Gutted, by Anna Madorsky, is a psychological thriller about two damaged young people who meet late one night and are drawn into a strange, dark romance.
Elliott, emotionally damaged by her family, constantly berates and belittles herself. She thinks she’s unlikeable and unlovable, yet she has friends who care for her, and she provides support for a woman at work whose mother is dying. Jason is even more damaged by mental and physical abuse. Regardless, their strange attraction grows.
Then Jason shares his sinister secret: To keep the headaches and blackouts at bay, he kills people: 17 so far. After soul searching, Elliott decides to stay with him, provided she can help pick the next victim. After all, Jason only kills people he believes deserve it. But the plan goes awry when the next victim is much too close to home.
Madorsky offers readers a fascinating look at two people, predator and prey, who seem equally broken initially. Yet Elliott, in her striving to heal the effects of her abusive youth by making friends, seeing a therapist, and becoming stronger and happier with Jason’s dubious love, begins to draw readers’ affections, much like Rachel in Paula Hawkins’ The Girl on the Train.
But Elliott’s characterization also becomes a weakness of the story.
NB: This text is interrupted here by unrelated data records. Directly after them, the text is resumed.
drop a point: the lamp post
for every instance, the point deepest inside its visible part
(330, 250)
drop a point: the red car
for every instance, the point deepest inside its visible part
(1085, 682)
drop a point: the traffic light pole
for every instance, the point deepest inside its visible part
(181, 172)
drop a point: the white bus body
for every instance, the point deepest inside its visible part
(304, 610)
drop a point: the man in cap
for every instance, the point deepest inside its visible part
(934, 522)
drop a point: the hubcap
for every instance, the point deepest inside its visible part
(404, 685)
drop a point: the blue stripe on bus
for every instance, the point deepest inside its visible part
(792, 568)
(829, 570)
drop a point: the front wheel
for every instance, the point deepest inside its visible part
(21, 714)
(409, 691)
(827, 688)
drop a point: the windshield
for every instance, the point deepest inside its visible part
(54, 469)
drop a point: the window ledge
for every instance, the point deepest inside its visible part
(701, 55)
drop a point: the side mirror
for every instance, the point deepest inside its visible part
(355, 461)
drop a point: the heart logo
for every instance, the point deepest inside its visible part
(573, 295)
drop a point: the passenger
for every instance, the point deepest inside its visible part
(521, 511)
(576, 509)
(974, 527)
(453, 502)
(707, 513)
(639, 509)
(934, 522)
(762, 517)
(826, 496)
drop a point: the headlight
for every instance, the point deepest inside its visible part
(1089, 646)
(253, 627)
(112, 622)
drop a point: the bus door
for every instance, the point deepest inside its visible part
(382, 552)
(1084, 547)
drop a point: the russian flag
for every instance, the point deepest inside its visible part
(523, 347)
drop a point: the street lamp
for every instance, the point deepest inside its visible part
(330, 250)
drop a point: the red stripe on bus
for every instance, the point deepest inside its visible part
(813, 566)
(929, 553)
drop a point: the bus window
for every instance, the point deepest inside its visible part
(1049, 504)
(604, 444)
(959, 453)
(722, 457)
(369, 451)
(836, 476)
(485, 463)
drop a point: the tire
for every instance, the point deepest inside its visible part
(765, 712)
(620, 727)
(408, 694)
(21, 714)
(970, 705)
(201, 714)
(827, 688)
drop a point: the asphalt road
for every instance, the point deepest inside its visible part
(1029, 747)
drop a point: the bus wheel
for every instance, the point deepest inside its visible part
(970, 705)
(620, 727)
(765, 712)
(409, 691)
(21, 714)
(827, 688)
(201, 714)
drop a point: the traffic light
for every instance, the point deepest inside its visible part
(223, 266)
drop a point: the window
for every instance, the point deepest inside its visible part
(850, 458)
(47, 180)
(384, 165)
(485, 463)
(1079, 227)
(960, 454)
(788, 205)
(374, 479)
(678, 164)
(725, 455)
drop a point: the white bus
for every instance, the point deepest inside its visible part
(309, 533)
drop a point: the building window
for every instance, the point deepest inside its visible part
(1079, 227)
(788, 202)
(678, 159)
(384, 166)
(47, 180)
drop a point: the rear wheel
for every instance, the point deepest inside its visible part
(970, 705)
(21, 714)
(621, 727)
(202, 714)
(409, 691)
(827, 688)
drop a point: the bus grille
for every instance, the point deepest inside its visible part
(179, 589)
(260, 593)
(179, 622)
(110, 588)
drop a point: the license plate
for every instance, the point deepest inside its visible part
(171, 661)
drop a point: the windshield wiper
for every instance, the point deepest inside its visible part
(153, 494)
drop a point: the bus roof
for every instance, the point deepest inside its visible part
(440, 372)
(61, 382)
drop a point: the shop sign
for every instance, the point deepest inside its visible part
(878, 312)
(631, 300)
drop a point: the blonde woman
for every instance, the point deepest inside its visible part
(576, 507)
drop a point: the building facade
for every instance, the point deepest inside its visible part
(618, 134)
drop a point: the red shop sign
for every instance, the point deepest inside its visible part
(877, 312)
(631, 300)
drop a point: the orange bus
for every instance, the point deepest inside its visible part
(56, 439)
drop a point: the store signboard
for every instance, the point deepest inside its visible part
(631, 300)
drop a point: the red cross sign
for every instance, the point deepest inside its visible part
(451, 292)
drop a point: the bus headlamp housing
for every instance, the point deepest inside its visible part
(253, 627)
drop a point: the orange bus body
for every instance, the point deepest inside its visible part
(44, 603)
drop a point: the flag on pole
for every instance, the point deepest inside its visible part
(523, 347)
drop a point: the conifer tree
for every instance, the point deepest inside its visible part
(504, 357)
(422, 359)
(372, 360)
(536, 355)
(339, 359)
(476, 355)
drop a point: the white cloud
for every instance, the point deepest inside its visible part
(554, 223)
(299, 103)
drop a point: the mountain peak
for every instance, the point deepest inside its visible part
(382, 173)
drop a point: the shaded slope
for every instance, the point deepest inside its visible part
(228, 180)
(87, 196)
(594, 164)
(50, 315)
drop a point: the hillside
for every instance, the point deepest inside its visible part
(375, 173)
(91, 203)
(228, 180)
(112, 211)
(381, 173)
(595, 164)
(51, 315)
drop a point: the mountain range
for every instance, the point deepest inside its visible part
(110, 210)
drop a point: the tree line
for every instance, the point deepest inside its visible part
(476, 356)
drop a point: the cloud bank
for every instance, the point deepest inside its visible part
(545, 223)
Because Elliott reveals Jason’s secret in the first few pages, Madorsky leans too heavily on a deep dive into Elliott’s intellectual, philosophical, and psychological verbal smoke screen. As a result, the book moves sluggishly, and suspense is lacking.
The story ends ambiguously with Elliott forced to question her statement that “a person under the influence of love is capable of anything.” Readers may wish for a more decisive conclusion, even though a sequel is planned.
Regardless, those intrigued by unusual interpersonal dynamics, such as those in Gone Girl, will find Gutted an entertaining read.
Also available in hardcover and paperback.